Renaissance art differed from medieval art in several significant ways. Religious themes remained the subject of much Renaissance art, especially in Northern Europe, where many artists specialized in altarpieces and manuscripts. Classical and secular themes, however, also emerged – a result of the growing influence of humanism and the increasing interest in classical ideas and writings – and the renewed appreciation of human worth and individualism made portraiture popular. Advances in the study and application of mathematical and scientific principles were applied to Renaissance art; colors became more realistic, as did the portrayal of anatomy and the representation of perspective. Renaissance artists also depicted the first nudes since classical times. Renaissance sculpture and architecture changed as well, displaying classical influences and motifs in pieces such as Donatello’s David and Brunelleschi’s dome in the cathedral in Florence. As a result of these advances, most Renaissance artists considered the realistic portrayal of their subjects to be the primary goal of art.
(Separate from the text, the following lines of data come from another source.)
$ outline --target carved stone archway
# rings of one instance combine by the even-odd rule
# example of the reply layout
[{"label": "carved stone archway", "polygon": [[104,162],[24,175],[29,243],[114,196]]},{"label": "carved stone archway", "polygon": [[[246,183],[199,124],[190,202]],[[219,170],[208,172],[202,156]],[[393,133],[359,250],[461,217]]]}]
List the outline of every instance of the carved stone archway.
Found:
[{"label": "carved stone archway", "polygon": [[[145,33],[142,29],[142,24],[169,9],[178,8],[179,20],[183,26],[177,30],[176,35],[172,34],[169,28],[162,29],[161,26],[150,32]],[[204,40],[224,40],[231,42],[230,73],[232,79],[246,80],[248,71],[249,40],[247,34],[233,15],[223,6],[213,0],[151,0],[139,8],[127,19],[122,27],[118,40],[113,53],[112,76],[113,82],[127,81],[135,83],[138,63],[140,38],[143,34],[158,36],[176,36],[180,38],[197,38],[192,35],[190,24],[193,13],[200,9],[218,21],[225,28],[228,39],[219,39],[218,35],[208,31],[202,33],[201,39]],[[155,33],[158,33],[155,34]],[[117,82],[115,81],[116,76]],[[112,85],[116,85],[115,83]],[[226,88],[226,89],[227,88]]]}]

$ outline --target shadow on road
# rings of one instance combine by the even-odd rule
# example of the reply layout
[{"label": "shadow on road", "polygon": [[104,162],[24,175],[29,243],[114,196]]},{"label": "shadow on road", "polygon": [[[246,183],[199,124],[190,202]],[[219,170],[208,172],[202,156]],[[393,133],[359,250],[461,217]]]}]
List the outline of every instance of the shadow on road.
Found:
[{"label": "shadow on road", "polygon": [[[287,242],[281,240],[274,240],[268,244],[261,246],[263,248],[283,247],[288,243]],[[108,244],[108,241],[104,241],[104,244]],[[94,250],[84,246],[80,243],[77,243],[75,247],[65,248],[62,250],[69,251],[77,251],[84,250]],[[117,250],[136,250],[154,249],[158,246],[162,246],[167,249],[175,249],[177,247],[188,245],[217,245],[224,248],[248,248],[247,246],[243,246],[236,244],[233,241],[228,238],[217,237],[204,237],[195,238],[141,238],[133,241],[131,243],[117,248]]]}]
The status of Renaissance artists also rose over the course of the Renaissance. Early Renaissance artists, still regarded as artisans, usually began their careers as apprentices in craft guilds. By the 1500s, artists were regarded as geniuses and held much higher status than a typical craftsman
The power and credibility of the church were irreversibly damaged by the time of the Renaissance. During the 14th century, the Great Schism and calls for reform by religious leaders, such as John Hus and John Wyclif, provoked the questioning of Church teachings and attacks on its corruption and unbridled power. Despite the Church’s efforts to stifle heretics, clean up abuses within itself, and resolve conflicts – for example, the papal crisis resolved by the Council of Constance – the erosion of confidence in the Church continued, furthered by the secular and political actions of some Renaissance popes. As a result, many humanist scholars no longer took the Church’s admonitions concerning their intellectual activities as seriously as they once might have. The political, economic, religious, and social trends of the Renaissance combined with the breakdown of the Church eventually led to the Protestant Reformation.